By examining the well preserved body, which had been encased in the glacial ice of the mountainous region, scientists discovered Oezti was felled by an arrow after an X-ray of his corpse.

Further research revealed that the Iceman likely was involved in hand-to-hand combat before his death due to bruising and an area of trauma to the back of the head.

Due to the violent nature of his death and a series of tragedies over the years involving many of the Iceman's researchers, Oetzi, like some Egyptian mummies, comes with theories of his own legendary curse, according The Guardian.

In early January, scientists recently unveiled through the use of CT scans and genetic analysis that Oetzi suffered from an infection due to a pathogen that causes gastritis and stomach ulcers, according to Discovery News.

"We were able to decode the complete genome of a 5,300-year-old Helicobacter pylori," Paleopathologist Albert Zink told Discovery News, referring to the pathogen.


Unearthed from her icy tomb off the northern coast of Siberia in 2010, the best preserved woolly mammoth ever discovered has become the focus of exciting new possibilities in paleontology and genetic science.

Yuka, as the scientists have dubbed her, is complete with fur, muscle tissue, a blood sample and an intact brain, according to a 2014 report from Russia Today.

Due to the ideal weather conditions of the Yakutia region, which is located in the Russian Arctic Circle, where the 39,000-year-old animal was found, the mammoth's remains have provided scientists with astounding advances and insights in understanding the biology of the Pleistocene creature.

In 2013, another well-preserved mammoth was discovered in Russia, which has led to deciphering the mammoth's DNA.

In what seems like science derived from Michael Crichton's best-seller, Jurassic Park, the woolly mammoth may once again walk the Earth as researchers discuss the possibility of de-extinction.

"Current efforts to clone ancient animals are being conducted by scientists worldwide, including at Harvard and the University of Chicago. So far they have been held back by the quality of their mammoth DNA," Russia Today reported in September.


Even without the use of genetic research, another ancient biological lifeform was discovered after being freed from a 400-year-old ice tomb, due to the retreating Teardrop Glacier on the Canadian Ellesmere Island.

In the region, 400-year-old mosses were observed resuming their existence by project researchers at the University of Alberta in 2013, according to National Geographic.
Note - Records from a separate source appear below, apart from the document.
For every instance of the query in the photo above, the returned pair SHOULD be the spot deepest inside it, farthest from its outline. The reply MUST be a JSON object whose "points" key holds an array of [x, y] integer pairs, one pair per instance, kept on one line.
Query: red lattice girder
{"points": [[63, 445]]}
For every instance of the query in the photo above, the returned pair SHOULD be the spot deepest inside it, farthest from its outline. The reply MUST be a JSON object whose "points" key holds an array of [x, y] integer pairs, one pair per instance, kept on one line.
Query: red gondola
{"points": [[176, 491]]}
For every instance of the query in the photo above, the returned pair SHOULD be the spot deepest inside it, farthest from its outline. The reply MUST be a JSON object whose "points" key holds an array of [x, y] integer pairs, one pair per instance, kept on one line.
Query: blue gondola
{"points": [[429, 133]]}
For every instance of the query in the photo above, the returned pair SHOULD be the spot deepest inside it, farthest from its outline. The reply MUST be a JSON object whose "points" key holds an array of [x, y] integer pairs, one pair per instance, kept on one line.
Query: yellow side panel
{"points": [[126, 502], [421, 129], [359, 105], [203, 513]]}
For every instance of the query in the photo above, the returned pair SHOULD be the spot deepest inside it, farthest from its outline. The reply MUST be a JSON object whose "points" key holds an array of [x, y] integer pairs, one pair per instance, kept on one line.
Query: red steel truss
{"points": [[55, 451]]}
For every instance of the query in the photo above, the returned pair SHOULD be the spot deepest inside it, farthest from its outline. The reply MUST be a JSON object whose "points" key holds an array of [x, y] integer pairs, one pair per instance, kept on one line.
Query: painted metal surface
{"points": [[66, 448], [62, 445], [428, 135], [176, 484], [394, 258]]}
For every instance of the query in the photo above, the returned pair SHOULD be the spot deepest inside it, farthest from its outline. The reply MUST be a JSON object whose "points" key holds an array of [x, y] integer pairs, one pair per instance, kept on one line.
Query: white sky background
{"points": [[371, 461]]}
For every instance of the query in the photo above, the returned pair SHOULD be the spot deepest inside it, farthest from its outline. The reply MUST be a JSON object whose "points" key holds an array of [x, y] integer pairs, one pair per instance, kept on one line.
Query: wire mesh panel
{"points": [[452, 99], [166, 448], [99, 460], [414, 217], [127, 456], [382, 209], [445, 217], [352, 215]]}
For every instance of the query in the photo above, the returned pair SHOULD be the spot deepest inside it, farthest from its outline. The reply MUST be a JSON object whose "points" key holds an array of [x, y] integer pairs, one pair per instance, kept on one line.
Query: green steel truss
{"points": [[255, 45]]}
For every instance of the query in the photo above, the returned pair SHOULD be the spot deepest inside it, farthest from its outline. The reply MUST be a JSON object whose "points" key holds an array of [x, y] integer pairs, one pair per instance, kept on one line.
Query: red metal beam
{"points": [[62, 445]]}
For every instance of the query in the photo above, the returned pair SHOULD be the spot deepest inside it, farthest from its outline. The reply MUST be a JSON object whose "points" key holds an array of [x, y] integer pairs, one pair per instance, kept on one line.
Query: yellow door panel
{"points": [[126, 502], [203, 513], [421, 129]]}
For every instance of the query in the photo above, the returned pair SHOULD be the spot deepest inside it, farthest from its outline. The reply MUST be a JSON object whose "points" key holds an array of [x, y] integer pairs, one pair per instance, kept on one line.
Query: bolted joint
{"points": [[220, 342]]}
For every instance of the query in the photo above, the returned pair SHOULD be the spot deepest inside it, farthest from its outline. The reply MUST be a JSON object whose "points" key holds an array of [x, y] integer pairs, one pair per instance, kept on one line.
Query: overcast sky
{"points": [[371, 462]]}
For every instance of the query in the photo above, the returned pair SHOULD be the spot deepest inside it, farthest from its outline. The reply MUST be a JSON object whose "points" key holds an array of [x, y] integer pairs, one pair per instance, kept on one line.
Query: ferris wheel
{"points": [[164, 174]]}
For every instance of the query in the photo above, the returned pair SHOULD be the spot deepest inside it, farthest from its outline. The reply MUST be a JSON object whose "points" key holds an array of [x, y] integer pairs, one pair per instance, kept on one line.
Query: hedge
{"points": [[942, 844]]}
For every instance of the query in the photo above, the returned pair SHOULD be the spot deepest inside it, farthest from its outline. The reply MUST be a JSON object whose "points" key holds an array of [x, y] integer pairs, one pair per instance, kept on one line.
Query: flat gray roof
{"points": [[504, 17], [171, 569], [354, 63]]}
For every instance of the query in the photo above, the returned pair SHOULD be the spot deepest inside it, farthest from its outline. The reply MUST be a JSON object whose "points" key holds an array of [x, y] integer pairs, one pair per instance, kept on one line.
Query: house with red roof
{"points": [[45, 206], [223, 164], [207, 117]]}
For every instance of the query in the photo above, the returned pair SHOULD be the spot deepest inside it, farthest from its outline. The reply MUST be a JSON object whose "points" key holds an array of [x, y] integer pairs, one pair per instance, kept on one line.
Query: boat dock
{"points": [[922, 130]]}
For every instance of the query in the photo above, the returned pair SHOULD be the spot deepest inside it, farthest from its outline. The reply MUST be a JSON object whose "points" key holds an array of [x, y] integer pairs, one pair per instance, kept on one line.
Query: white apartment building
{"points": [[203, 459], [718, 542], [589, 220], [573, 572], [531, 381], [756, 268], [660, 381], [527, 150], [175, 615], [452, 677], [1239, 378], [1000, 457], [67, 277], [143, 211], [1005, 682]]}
"As we walked up to the edge of the glacier, we could see patches of mosses that seemed to be coming out from underneath the ice," Project Leader Catherine La Farge told National Geographic.

Further research indicated that mosses, dated to be between 400 and 600 years old, had resumed growing after being freed after centuries of being buried under the ice.

In 2012, scientists also successfully revived a plant that was nearly 30,000 years old after finding seeds preserved by Siberian permafrost, according to The Guardian.

"We consider it essential to continue permafrost studies in search of an ancient genetic pool, that of pre-existing life, which hypothetically has long since vanished from the earth's surface," the scientists said in an article published in the Proceedings of the National Academy of Sciences of the United States.